A Maximum-Entropy Segmentation Model for Statistical Machine Translation

  • Authors:
  • Deyi Xiong; Min Zhang; Haizhou Li

  • Affiliations:
  • Dept. of Human Language Technol., Inst. for Infocomm Res., Singapore, Singapore;-;-

  • Venue:
  • IEEE Transactions on Audio, Speech, and Language Processing
  • Year:
  • 2011

Quantified Score

Hi-index 0.00

Visualization

Abstract

Segmentation is of great importance to statistical machine translation. It splits a source sentence into sequences of translatable segments.

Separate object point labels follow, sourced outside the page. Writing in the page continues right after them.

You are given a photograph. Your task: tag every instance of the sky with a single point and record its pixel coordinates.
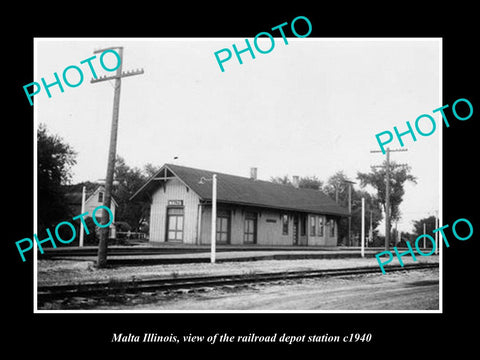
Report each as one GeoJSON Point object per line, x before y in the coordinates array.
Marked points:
{"type": "Point", "coordinates": [309, 108]}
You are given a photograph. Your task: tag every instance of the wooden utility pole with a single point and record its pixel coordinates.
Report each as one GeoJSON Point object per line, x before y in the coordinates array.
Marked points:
{"type": "Point", "coordinates": [350, 183]}
{"type": "Point", "coordinates": [103, 242]}
{"type": "Point", "coordinates": [387, 193]}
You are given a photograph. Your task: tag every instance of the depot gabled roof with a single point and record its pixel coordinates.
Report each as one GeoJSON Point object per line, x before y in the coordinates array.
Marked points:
{"type": "Point", "coordinates": [240, 190]}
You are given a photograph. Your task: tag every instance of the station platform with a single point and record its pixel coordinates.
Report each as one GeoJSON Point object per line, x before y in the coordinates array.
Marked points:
{"type": "Point", "coordinates": [184, 254]}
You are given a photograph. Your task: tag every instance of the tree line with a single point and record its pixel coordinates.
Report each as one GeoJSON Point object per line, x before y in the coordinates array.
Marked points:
{"type": "Point", "coordinates": [56, 159]}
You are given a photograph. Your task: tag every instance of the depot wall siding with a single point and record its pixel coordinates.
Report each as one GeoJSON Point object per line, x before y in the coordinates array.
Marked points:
{"type": "Point", "coordinates": [174, 189]}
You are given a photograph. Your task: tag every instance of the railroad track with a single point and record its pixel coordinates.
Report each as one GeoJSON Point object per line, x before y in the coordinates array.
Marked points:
{"type": "Point", "coordinates": [52, 292]}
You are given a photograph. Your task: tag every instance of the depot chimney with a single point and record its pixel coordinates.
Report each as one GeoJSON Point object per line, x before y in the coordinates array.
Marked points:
{"type": "Point", "coordinates": [253, 173]}
{"type": "Point", "coordinates": [295, 181]}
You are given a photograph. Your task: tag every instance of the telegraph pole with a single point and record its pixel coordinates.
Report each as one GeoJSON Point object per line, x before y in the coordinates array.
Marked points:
{"type": "Point", "coordinates": [350, 183]}
{"type": "Point", "coordinates": [103, 242]}
{"type": "Point", "coordinates": [387, 193]}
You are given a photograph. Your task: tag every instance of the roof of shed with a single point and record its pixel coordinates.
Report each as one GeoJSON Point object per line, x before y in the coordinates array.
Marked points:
{"type": "Point", "coordinates": [246, 191]}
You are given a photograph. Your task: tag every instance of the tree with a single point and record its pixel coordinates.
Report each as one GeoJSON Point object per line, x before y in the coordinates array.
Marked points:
{"type": "Point", "coordinates": [55, 159]}
{"type": "Point", "coordinates": [398, 176]}
{"type": "Point", "coordinates": [430, 225]}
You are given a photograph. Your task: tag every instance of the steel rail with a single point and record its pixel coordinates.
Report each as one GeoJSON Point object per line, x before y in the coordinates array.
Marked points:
{"type": "Point", "coordinates": [47, 293]}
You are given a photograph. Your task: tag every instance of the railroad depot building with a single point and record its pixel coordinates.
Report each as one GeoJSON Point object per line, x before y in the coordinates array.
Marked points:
{"type": "Point", "coordinates": [249, 211]}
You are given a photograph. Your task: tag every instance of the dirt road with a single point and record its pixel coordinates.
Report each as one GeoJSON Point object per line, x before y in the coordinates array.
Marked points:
{"type": "Point", "coordinates": [412, 290]}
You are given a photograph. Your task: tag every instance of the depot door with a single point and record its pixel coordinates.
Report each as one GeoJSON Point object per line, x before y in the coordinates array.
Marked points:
{"type": "Point", "coordinates": [174, 224]}
{"type": "Point", "coordinates": [295, 230]}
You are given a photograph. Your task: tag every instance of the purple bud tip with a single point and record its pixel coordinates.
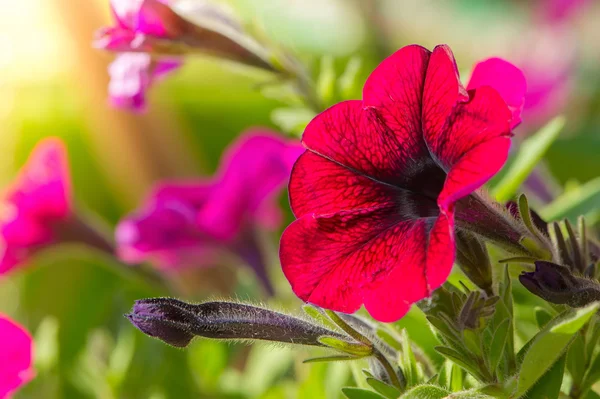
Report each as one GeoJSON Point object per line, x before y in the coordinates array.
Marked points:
{"type": "Point", "coordinates": [176, 322]}
{"type": "Point", "coordinates": [163, 318]}
{"type": "Point", "coordinates": [557, 284]}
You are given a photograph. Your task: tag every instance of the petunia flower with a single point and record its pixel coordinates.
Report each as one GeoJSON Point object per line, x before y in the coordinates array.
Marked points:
{"type": "Point", "coordinates": [153, 35]}
{"type": "Point", "coordinates": [384, 181]}
{"type": "Point", "coordinates": [38, 211]}
{"type": "Point", "coordinates": [36, 205]}
{"type": "Point", "coordinates": [199, 223]}
{"type": "Point", "coordinates": [16, 353]}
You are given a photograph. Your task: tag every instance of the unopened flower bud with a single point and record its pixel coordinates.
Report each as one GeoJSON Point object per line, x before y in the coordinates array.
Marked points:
{"type": "Point", "coordinates": [557, 284]}
{"type": "Point", "coordinates": [176, 322]}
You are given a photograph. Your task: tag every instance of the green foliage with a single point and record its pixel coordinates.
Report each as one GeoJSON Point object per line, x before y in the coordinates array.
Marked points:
{"type": "Point", "coordinates": [549, 345]}
{"type": "Point", "coordinates": [530, 153]}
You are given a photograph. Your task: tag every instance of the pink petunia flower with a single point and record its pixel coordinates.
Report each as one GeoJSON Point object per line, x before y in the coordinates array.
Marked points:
{"type": "Point", "coordinates": [37, 204]}
{"type": "Point", "coordinates": [16, 356]}
{"type": "Point", "coordinates": [132, 75]}
{"type": "Point", "coordinates": [377, 191]}
{"type": "Point", "coordinates": [198, 223]}
{"type": "Point", "coordinates": [138, 24]}
{"type": "Point", "coordinates": [154, 37]}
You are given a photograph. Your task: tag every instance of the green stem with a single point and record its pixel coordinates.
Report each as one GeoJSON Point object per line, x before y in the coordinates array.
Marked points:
{"type": "Point", "coordinates": [377, 354]}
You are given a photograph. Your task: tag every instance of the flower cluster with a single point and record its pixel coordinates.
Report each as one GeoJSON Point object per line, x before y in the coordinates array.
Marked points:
{"type": "Point", "coordinates": [197, 223]}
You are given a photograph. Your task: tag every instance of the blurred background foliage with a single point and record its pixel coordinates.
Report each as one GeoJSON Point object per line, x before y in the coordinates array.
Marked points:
{"type": "Point", "coordinates": [52, 82]}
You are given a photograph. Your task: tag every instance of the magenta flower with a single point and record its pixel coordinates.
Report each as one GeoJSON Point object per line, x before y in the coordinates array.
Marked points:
{"type": "Point", "coordinates": [138, 24]}
{"type": "Point", "coordinates": [36, 205]}
{"type": "Point", "coordinates": [16, 353]}
{"type": "Point", "coordinates": [548, 84]}
{"type": "Point", "coordinates": [132, 74]}
{"type": "Point", "coordinates": [377, 191]}
{"type": "Point", "coordinates": [198, 223]}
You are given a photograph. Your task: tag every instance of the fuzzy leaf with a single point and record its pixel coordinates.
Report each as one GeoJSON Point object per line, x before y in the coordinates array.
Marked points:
{"type": "Point", "coordinates": [573, 203]}
{"type": "Point", "coordinates": [574, 323]}
{"type": "Point", "coordinates": [530, 153]}
{"type": "Point", "coordinates": [425, 392]}
{"type": "Point", "coordinates": [542, 316]}
{"type": "Point", "coordinates": [546, 347]}
{"type": "Point", "coordinates": [350, 348]}
{"type": "Point", "coordinates": [358, 393]}
{"type": "Point", "coordinates": [459, 360]}
{"type": "Point", "coordinates": [408, 361]}
{"type": "Point", "coordinates": [292, 120]}
{"type": "Point", "coordinates": [498, 344]}
{"type": "Point", "coordinates": [329, 359]}
{"type": "Point", "coordinates": [381, 387]}
{"type": "Point", "coordinates": [548, 387]}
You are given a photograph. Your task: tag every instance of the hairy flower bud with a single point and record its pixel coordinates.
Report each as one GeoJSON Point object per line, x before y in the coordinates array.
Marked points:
{"type": "Point", "coordinates": [557, 284]}
{"type": "Point", "coordinates": [176, 322]}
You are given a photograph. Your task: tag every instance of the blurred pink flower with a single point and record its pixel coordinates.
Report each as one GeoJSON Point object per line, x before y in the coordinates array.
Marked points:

We propose a maximum-entropy segmentation model to capture desirable phrasal and hierarchical segmentations for statistical machine translation. We present an approach to automatically learning the beginning and ending boundaries of cohesive segments from word-aligned bilingual data without using any additional resources. The learned boundaries are then used to define cohesive segments in both phrasal and hierarchical segmentations. We integrate the segmentation model into phrasal statistical machine translation (SMT) and conduct experiments on the newswire and broadcast news domain to investigate the effectiveness of the proposed segmentation model on a large-scale training data. Our experimental results show that the maximum-entropy segmentation model significantly improves translation quality in terms of BLEU. We further validate that 1) the proposed segmentation model significantly outperforms syntactic constraints which are used in previous work to constrain segmentations; and 2) it is necessary to capture hierarchical segmentations besides phrasal segmentations.